Modern browsers will reuse established TLS connections when the destination's IP and port are the same and the current certificate is valid. See the [HTTP/2 spec](https://httpwg.org/specs/rfc7540.html#rfc.section.9.1.1) for details. If our cluster has a single load balancer and listens on port 443 for multiple apps, then the IP address and port for all apps in the cluster will be the same from the browser's point of view. Normally, this isn't a problem because Big Bang uses TLS termination for all applications. The encryption occurs between Istio and the browser no matter which hostname you use, so the connection can be reused without problems.
With Keycloak, we need to passthrough TLS rather than terminate it at Istio. If we have other apps, like Kiali, that are TLS terminated, Istio needs two server entries in its Gateway to passthrough TLS for hosts matching `keycloak.bigbang.dev` and to terminate TLS for other hosts. If the certificate used for TLS is valid for both Keycloak and other apps (e.g. the cert includes a SAN of `*.bigbang.dev`), then the browser thinks it can reuse connections between the applications (the IP, port, and cert are the same). If you access a TLS terminated app first (e.g. `kiali.bigbang.dev`), then try to access `keycloak.bigbang.dev`, the browser tries to reuse the connection to the terminated app, resulting in a [data leak](https://cve.mitre.org/cgi-bin/cvename.cgi?name=CVE-2020-11767) to the terminated app and a 404 error in the browser. Istio is [supposed to handle this](https://github.com/istio/istio/issues/13589) situation, but does not.

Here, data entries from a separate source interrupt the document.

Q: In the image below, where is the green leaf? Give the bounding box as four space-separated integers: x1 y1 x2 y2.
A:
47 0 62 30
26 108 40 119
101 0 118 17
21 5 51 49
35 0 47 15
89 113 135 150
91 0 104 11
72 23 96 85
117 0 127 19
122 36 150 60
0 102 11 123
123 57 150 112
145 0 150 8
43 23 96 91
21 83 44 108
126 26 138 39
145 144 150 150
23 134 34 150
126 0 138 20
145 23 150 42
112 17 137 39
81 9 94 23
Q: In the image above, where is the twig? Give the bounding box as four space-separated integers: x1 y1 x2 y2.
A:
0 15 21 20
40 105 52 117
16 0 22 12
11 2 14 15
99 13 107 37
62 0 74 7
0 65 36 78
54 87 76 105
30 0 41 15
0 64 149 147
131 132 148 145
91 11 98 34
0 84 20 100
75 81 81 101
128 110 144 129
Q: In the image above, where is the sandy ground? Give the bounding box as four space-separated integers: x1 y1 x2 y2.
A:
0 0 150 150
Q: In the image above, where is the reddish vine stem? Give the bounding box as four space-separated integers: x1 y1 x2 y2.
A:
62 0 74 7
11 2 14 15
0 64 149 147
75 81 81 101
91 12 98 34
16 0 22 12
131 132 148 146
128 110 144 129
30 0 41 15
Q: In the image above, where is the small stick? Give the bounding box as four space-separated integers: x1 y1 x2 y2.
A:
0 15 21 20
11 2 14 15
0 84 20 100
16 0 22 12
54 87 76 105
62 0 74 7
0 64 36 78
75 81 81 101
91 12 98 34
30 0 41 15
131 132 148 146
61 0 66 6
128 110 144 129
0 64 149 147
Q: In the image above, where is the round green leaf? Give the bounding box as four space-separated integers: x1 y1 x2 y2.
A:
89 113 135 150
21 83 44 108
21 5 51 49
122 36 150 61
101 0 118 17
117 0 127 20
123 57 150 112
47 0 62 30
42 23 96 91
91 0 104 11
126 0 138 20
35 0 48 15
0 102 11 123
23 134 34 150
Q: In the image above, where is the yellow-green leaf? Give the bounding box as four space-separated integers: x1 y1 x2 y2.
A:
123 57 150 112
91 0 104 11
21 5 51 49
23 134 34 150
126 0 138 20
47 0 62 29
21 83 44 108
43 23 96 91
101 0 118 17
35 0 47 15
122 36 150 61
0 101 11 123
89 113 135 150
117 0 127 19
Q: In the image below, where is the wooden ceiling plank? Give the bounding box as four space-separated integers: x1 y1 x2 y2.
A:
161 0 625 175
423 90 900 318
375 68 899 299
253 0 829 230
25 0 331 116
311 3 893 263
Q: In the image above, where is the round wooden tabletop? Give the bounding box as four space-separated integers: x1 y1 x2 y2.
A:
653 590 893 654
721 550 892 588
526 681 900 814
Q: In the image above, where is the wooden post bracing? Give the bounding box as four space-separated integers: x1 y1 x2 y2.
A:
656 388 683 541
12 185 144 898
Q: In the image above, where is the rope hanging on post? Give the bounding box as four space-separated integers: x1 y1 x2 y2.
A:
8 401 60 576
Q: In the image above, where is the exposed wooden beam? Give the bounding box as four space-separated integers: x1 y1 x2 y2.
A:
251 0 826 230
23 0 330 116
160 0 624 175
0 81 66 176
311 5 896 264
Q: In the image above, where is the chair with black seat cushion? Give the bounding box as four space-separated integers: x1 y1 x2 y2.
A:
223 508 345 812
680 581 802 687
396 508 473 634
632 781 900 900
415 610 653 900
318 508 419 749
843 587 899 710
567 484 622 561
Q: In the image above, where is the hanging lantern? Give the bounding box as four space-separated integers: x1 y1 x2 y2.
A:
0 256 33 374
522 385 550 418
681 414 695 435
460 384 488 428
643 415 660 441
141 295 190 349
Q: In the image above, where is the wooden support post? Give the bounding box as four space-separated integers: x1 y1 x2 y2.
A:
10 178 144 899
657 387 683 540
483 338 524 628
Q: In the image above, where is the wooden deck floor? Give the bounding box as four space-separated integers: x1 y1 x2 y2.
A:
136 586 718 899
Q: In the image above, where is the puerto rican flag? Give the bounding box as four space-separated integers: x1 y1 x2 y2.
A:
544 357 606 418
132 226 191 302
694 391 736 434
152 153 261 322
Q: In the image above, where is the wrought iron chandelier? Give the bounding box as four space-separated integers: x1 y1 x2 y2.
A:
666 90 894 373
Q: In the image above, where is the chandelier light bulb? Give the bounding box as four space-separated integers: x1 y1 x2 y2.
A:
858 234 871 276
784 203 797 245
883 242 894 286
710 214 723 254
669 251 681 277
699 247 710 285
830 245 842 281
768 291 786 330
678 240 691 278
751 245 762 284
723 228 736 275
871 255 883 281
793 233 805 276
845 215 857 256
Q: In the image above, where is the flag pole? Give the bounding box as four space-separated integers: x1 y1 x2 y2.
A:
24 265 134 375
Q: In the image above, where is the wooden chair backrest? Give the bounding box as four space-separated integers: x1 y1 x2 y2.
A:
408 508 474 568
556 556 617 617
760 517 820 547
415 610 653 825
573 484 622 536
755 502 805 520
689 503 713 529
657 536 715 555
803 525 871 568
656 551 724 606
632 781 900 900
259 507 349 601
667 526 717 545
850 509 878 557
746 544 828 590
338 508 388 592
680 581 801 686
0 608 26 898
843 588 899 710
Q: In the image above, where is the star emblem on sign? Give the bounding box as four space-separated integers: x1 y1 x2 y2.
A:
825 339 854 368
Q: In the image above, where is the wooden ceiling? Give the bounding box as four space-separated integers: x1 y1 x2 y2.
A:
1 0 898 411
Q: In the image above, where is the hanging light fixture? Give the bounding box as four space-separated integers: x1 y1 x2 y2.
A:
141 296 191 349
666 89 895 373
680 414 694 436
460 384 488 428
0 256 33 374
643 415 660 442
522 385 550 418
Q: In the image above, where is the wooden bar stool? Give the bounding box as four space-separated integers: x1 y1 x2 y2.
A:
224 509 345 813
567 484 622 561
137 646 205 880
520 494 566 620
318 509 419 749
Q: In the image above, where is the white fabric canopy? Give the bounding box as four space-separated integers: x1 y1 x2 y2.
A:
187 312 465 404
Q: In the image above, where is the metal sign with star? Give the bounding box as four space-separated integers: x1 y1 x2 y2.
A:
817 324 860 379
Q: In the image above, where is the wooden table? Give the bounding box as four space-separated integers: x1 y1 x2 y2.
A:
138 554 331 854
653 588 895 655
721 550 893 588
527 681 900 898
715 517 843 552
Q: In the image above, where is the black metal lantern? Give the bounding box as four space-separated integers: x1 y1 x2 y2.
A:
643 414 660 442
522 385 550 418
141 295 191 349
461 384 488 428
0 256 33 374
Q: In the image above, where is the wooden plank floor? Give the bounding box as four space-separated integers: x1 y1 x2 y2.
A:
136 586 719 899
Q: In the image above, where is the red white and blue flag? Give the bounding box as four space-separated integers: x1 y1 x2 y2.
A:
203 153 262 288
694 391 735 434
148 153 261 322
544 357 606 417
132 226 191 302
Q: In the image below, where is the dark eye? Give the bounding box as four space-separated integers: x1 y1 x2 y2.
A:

To work around this situation, you have to isolate the applications by IP, port, or certificate so the browser will not reuse the connection between them. You can use external load balancers or different ingress ports to create unique IPs or ports for the applications. Or you can create non-overlapping certs for the applications. This does not prevent you from using wildcard certs, since you could have one cert for `*.bigbang.mil` and another for `*.admin.bigbang.mil` that don't overlap. Alternatively, you can create one cert for `kiali.bigbang.mil` and other TLS terminated apps and another cert for `keycloak.bigbang.mil`.